Half of Mississippians live in rural areas, compared to 1 in 5 Americans nationwide. According to the Federal Communications Commission, 39 percent of rural Americans lack access to broadband (defined as download speeds of 25Mbps), as compared to only 4 percent of urban Americans. That’s the broadband gap, and it impairs rural America’s economy. Few single efforts would do more to boost the economic prospects of America’s rural regions — including much of Mississippi — than closing this divide.
To be clear, there will be no new broadband without investment. Some can be provided through public funds, such as the FCC’s High-Cost Fund and state-supported programs. But the vast majority of the needed investment must come from the private sector.
The potential of broadband to help rural Mississippi and rural America overall is almost unlimited. Our rural regions are business-friendly environments characterized by lower costs of doing business as compared to the national average. Land costs less. Taxes are typically lower, and the prevailing wages are generally not as high. By defeating distance, fast broadband makes it possible to run a business from almost anywhere and to realize the cost saving benefits rural regions offer. More people will naturally want to set up their businesses in small communities that are also great places to work and raise a family.
Few business owners will benefit more from faster broadband than farmers and ranchers, who will have an array of tools with far greater capabilities for everyday operations, staying informed on markets, and raising yields through precision agriculture, which represents a major advance. It potentially offers the orders of magnitude improvements for today’s agriculture that mechanization offered a century ago. With broadband communications, farmers can now have real-time monitoring of conditions in every part of the farm and can respond in a far more exact and efficient way that brings higher crop yields and higher profits.
So what policies will help bring faster broadband to rural America?
The key is stimulating private investment, which depends on regulatory certainty. The business case for carriers to invest large sums in rural areas is challenging under the best of circumstances. Fiber-optic lines must be deployed over long distances and challenging terrain to reach lightly-populated communities where the subscriber base for services may not be large. If the carriers are uncertain about the shape of future regulations that will affect their ability to recover these investments, the large sums that are needed will simply not be spent.
In 2015, the FCC overturned the light-touch regulatory principles under which the Internet grew and flourished for two decades beginning with the Clinton Administration. That 20-year period was the golden era for broadband investment, enabling our nation to create a communications network that became the envy of the world.

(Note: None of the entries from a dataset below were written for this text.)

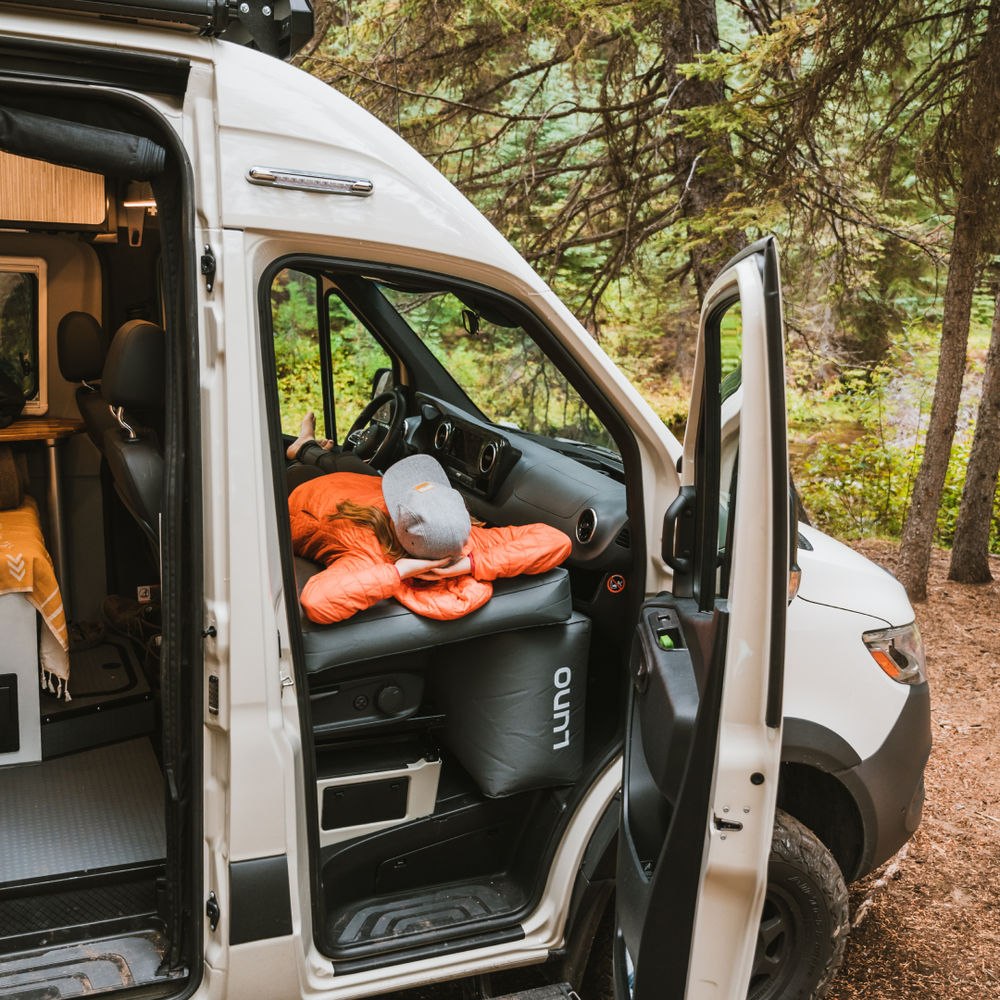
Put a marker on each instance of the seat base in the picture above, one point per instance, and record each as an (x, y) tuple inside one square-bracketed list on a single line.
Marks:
[(388, 629)]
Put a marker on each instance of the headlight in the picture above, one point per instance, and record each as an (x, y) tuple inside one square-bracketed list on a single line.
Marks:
[(899, 652)]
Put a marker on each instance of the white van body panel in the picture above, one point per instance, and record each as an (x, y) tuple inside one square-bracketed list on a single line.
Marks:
[(831, 678), (836, 575)]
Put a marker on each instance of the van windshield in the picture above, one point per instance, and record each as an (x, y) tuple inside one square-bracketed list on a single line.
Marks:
[(498, 365)]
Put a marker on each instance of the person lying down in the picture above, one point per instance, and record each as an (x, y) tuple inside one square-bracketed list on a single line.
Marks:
[(409, 536)]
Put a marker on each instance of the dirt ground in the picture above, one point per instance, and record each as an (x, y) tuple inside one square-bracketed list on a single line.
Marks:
[(928, 921), (933, 926)]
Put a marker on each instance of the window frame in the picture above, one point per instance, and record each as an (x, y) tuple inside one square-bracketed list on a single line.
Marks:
[(38, 402)]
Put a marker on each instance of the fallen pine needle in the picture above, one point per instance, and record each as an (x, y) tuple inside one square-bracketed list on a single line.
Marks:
[(866, 903)]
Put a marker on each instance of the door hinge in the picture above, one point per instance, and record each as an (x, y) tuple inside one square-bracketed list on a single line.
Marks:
[(729, 825), (212, 911), (208, 268)]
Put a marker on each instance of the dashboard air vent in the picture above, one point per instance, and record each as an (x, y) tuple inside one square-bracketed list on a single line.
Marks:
[(488, 457), (586, 525), (442, 435)]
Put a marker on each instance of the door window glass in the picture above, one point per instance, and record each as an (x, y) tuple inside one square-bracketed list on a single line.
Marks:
[(298, 365), (730, 402), (334, 379), (356, 357), (499, 366), (19, 329)]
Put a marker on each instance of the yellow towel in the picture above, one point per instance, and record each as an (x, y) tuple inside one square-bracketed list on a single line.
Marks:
[(26, 568)]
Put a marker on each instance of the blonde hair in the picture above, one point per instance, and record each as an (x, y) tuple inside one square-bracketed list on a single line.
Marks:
[(378, 523), (375, 520)]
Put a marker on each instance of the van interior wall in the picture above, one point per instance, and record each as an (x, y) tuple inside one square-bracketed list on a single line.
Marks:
[(74, 284)]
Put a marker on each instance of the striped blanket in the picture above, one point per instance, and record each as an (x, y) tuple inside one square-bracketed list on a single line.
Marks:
[(26, 568)]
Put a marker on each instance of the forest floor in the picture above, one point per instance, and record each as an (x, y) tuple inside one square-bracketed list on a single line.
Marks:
[(933, 927), (928, 921)]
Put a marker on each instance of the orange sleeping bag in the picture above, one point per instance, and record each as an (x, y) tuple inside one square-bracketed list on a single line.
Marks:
[(358, 573)]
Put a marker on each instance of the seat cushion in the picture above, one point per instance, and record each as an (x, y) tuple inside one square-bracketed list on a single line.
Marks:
[(387, 628)]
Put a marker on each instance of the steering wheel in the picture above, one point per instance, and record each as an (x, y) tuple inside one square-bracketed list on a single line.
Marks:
[(372, 439)]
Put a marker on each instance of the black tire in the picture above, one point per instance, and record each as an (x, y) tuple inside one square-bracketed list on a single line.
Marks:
[(804, 926)]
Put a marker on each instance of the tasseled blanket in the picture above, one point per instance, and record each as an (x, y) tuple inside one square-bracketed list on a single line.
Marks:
[(26, 568)]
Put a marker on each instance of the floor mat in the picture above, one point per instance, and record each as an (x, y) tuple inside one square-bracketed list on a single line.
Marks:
[(104, 673), (98, 809)]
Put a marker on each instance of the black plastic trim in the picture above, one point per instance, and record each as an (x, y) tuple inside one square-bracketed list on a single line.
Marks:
[(806, 742), (671, 893), (429, 951), (128, 69), (210, 15), (888, 786), (68, 881), (782, 542), (326, 361), (260, 900)]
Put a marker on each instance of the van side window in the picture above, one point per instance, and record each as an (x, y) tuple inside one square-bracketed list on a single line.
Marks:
[(731, 400), (325, 360), (19, 326)]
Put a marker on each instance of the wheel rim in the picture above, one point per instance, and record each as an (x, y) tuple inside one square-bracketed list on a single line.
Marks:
[(781, 944)]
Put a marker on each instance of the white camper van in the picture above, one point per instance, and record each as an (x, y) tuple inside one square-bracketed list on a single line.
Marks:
[(250, 804)]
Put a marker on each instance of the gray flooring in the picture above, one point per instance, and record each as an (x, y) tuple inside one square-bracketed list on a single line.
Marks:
[(97, 809)]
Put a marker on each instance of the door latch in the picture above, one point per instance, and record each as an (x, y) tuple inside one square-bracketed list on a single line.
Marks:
[(212, 911), (729, 825), (208, 268)]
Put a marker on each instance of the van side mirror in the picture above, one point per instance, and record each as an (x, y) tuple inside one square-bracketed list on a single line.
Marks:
[(470, 320), (382, 381)]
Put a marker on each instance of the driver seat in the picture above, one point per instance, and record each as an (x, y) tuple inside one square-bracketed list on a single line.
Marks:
[(134, 379)]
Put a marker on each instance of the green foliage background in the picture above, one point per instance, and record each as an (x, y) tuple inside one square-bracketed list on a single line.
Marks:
[(562, 123)]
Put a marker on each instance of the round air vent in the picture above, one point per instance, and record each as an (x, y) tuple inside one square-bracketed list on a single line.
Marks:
[(442, 435), (586, 525), (488, 457)]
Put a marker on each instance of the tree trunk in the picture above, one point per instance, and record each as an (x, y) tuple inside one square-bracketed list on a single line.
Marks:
[(970, 562), (703, 172), (921, 520)]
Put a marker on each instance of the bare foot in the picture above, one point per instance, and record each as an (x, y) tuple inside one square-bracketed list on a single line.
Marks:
[(307, 432)]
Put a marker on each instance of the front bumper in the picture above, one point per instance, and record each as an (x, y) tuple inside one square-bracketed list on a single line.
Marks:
[(888, 786)]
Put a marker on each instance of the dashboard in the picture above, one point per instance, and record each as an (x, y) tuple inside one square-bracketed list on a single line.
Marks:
[(511, 477)]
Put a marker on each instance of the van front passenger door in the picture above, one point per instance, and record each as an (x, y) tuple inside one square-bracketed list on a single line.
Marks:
[(703, 743)]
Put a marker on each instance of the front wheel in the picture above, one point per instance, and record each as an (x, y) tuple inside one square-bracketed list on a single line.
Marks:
[(804, 925)]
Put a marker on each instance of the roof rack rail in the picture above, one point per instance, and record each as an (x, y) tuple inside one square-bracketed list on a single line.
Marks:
[(278, 28)]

But under the FCC’s 2015 order, broadband was treated as a “telecommunications service” subject to the rules created in the 1930s for monopoly telephones. Under the 2015 rules, the FCC could decide to regulate prices and set other onerous terms and conditions for broadband service. With uncertainty about which future telecommunications service rules the FCC might apply, carrier investment severely declined and in large parts of rural America came to a standstill.
Fortunately, under different leadership the FCC in 2017 restored the historic designation of broadband as an information service. The door is open once again to large-scale broadband investment, but some in Congress are now urging a return of the heavy-handed regulatory treatment imposed on broadband in 2015. That would be a major mistake for the country at large and particularly punishing for broadband investment in our rural regions.

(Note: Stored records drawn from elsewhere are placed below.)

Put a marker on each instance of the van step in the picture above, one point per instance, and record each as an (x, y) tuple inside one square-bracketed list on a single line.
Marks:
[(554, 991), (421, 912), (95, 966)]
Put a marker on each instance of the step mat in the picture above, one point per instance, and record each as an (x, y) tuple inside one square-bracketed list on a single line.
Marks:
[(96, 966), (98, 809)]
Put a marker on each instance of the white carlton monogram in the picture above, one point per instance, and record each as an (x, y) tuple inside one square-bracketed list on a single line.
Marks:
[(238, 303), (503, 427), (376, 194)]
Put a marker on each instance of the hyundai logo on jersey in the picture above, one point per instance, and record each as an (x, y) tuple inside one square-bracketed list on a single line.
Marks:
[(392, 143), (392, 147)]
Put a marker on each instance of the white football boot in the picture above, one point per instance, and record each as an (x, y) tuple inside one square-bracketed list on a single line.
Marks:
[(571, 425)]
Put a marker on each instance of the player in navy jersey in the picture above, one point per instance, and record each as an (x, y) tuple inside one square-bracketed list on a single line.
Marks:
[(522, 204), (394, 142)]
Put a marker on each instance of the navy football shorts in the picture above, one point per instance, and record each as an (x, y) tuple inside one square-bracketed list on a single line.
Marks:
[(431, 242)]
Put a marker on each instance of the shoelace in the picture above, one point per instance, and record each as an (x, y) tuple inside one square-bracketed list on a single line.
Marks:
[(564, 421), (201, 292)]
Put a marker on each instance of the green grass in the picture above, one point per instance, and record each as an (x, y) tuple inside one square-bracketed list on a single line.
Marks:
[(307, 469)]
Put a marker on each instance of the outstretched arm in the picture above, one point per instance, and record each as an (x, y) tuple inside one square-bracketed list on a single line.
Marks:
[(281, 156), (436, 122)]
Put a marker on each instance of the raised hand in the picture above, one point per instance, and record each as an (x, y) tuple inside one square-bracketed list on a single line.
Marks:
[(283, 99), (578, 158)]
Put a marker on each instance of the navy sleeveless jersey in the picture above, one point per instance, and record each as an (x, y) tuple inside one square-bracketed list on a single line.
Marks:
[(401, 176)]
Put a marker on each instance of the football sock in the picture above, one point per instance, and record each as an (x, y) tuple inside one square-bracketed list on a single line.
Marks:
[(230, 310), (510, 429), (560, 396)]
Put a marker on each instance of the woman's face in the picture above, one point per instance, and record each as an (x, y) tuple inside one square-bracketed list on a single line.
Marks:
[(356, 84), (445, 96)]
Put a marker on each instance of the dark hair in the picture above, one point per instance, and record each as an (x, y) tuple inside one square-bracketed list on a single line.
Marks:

To get to precision agriculture and to other major advancements — maybe even a driverless tractor — the country will need new 5G broadband technology that offers much faster broadband speeds and lower “latency” (to be sure the driverless tractor plows a straight line). But 5G technology will require even larger levels of investment, which will only come if carriers can be certain of the rules going forward.
There are things Congress should act on, including a forward-looking net neutrality policy that assures open networks, a statutory determination that broadband is an information service to be overseen lightly by the FCC, and a set of privacy rules that gives consumers control over their personal information across the span of the Internet ecosystem. A return to the 2015 heavy-handed regulation that depressed investment and penalized rural areas, however, is the wrong approach for the country and most definitely the wrong approach for rural America.